Association content builds a more trusted and appreciated relationship with members as they seek to become, or reinforce their position as, industry experts.

Furthermore, associations create the best types of content for developing leads. Email newsletters, white papers, research-based/thought-leadership content, webinars and video are five of the top six most effective methods for gathering qualified lead contacts.

Source: Advertising Age B-To-B Marketing Fact Pack
Source: Advertising Age B-To-B Marketing Fact Pack


2. Evaluate the cost of qualified leads for businesses

According to Ad Age, the cost of qualified leads on average was $272 in 2013. The average cost of leads is rising, as this figure increased by 10 percent over 2012. More than 50 percent of leads are worth more than $76.

Weigh the monetary amount each lead could be worth to a business with the investment the association made to earn the lead. Spread out over hundreds or thousands of members, the amount the association spent to generate leads is overwhelmingly less than their revenue potential.

Source: Advertising Age B-To-B Marketing Fact Pack
Source: Advertising Age B-To-B Marketing Fact Pack


3. Generate revenue from lead impressions

Associations can generate thousands of dollars of non-dues revenue from selling advertising space on their newsletters, videos, webinars and other high-lead-yielding content. MultiView partners with associations to sell advertising space on their content channels free of charge. Associations receive a monthly royalty check for every ad sold. This Monday alone, MultiView generated $57,600 worth of royalties for its association partners.

The potential of lead impressions even extend beyond association content – email addresses bear a mountain of potential for revenue generation.

Email marketing is perceived to yield a higher ROI and transaction rate for the business-to-business community than business-to-consumer.
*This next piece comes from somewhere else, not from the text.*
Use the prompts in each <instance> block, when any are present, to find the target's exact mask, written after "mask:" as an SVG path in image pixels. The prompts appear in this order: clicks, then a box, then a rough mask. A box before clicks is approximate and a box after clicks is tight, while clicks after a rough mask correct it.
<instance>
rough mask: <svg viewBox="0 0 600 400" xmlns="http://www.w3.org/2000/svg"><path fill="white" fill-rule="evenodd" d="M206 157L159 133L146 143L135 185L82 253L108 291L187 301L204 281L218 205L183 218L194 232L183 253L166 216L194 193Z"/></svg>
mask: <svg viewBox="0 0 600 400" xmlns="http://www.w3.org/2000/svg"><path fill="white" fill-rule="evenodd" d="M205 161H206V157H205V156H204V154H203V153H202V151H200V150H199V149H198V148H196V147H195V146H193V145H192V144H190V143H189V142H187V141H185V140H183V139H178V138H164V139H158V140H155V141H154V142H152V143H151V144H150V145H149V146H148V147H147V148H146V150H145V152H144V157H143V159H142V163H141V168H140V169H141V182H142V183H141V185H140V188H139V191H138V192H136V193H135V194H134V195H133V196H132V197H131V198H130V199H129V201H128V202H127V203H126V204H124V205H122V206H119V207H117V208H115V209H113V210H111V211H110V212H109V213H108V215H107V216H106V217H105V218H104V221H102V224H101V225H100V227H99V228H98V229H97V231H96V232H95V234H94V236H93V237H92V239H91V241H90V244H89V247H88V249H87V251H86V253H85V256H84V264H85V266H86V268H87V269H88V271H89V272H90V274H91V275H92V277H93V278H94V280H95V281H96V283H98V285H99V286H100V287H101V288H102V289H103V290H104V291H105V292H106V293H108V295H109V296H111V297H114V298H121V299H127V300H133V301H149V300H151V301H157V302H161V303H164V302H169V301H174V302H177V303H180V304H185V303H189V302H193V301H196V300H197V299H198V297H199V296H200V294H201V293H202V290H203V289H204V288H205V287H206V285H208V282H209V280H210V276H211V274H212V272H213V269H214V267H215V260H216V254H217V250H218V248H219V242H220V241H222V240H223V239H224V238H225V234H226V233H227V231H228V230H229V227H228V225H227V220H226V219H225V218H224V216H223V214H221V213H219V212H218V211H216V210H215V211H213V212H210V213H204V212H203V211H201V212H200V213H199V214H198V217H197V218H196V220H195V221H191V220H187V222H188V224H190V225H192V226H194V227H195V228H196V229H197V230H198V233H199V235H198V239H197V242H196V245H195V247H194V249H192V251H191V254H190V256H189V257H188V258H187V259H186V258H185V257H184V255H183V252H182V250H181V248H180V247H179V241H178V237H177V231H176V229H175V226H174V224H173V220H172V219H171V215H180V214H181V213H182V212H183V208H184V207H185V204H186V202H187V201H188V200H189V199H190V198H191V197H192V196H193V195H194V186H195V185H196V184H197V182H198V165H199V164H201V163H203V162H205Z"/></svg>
Transaction-to-click rates are 8.3 percent for B2B for email marketing versus a paltry 4.9 percent for all other industries.

Furthermore, email is a form of communication that is actually deemed more acceptable for marketing communication by consumers.
According to Click Z, 77 percent of people prefer email communication to more obtrusive social media and text messaging. Businesses understand email marketing’s potential. A recent report reveals that 64 percent of marketers plan to increase their email marketing spend.